Adorable bat-critter Shuggy has inherited an entire castle from his late uncle, but it’s a bit of a fixer-upper. The walls are seething with steam, the halls are overrun with ghosts and ghouls, and everything is locked up tight. The only way he’s going to clean the place out is by visiting all 100 rooms and gathering up the gems hidden away in each chamber. It’s not as simple as just tidying up, though, because like any good haunted castle this one has spikes, lava, rotating rooms, levitating platforms, and all manner of insidious traps. Only a keen puzzling mind can make it past these obstacles, and that’s where you come in.
After a charming motion comic setting up the premise, you are deposited into the dungeon of Shuggy’s new castle. There you’ll find 25 doors to puzzling chambers, as well as locked passages to other parts of the castle where the rest of the rooms lie. Only a few rooms are open from the start, but clearing one tends to unlock the ones adjacent to them. There’s a boss at the end of each area you’ll need to tackle, usually by using some of the platforming skills you learned along the way, but the main challenge is the vast array of puzzles to solve on your route to the big bad.
What makes the Adventures of Shuggy so great is the wide variety of puzzles you’ll be working towards. Right from the start you’ll be getting interesting gimmicks alongside more conventional challenges, and even an hour or two in the game will be introducing new mechanics. Some are familiar, like switch-operated force fields, rotating rooms and sections, gravity-flipped rooms, and so on. But others are far more creative, like the rooms where time repeats and you use your temporal doubles to open paths for you. Or the magic rope, which can be affixed to machines and swung from like the ninja ropes in Worms. The game is very careful to ease you into these gimmicks with simple rooms, and then escalate them to brain-busting challenges by the final areas.
I’m not going to call this the most creative or robust puzzle platformer around, but it features a fantastic spread of challenges that guarantee those 100 rooms will never get tedious. The layouts vary radically as well, with tight one-screen rooms, wide, scrolling rooms, outdoor rooms, and more. They’re done up in bright 2D sprite work that’s entertaining if a bit busy, and Shuggy and his foes are similarly garish and charming. There’s a lot of love put into the animation, but overall it does end up feeling a bit unpolished in the movement and collision, more like a Flash or early GameMaker title than the top-shelf platformers we have today. Just go in expecting adorably indie and you should be fine.

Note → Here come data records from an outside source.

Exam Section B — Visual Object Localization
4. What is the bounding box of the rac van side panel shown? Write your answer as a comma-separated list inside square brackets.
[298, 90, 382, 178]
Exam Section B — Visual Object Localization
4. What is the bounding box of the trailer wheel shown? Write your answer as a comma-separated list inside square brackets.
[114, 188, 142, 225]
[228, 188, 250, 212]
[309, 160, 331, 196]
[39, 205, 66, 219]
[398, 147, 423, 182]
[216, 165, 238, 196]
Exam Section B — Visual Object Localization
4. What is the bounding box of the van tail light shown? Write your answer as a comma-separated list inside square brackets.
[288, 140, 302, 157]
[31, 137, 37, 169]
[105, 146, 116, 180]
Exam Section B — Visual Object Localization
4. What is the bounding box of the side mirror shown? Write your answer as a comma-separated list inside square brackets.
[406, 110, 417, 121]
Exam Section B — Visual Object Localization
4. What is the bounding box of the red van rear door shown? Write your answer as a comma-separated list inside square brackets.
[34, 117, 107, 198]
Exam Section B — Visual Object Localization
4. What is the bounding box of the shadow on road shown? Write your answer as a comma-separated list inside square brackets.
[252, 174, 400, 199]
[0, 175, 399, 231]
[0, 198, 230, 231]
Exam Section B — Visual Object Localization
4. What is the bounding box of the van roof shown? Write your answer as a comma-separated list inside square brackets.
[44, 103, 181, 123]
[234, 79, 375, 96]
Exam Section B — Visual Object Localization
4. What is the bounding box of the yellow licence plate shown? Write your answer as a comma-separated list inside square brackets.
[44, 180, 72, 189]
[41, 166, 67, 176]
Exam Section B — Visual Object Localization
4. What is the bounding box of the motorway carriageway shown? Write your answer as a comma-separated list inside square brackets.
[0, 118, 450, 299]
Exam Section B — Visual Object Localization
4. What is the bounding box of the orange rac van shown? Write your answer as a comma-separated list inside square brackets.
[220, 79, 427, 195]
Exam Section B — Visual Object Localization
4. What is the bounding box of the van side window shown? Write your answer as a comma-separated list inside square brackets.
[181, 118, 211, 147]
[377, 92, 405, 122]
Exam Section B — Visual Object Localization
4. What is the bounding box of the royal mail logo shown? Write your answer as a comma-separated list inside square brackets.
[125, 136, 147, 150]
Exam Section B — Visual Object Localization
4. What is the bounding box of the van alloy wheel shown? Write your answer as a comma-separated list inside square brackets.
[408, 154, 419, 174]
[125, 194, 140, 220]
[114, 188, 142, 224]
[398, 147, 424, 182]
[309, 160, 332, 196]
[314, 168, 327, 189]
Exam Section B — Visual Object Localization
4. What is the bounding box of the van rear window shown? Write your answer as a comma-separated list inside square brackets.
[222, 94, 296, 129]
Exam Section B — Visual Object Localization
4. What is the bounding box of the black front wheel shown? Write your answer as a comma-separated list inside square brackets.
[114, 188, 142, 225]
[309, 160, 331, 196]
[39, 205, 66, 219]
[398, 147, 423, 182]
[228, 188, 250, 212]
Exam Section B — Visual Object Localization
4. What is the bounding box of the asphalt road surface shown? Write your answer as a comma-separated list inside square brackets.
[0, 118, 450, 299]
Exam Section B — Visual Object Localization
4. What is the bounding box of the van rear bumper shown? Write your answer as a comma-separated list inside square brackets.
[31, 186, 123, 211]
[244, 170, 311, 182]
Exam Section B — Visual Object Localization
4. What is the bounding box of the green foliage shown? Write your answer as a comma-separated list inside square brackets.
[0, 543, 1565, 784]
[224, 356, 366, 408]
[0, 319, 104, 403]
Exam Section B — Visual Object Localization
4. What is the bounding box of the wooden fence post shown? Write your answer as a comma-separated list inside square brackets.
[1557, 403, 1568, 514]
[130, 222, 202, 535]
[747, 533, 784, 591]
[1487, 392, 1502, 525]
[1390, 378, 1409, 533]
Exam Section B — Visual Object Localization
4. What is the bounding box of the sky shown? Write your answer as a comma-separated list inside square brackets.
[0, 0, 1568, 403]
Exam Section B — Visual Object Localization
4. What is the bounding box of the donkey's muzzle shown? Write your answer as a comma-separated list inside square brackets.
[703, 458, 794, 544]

A lot of platformers in the endless offerings of Steam don’t really stick with me, but Shuggy has for years. From the cutesy characters to the clever chambers, it’s an indie darling that does exactly what it needs to satisfy. It doesn’t stand out so well, owing to its feel and simple presentation, but once you find it I’d be surprised if you didn’t fall in love with it. The Adventures of Shuggy is packed full of great puzzle mechanics and loads of ways to experiment with them, all wrapped in a terribly charming aesthetic. It’s a game I’m glad I found years ago, and the type that still holds up whenever you manage to find it.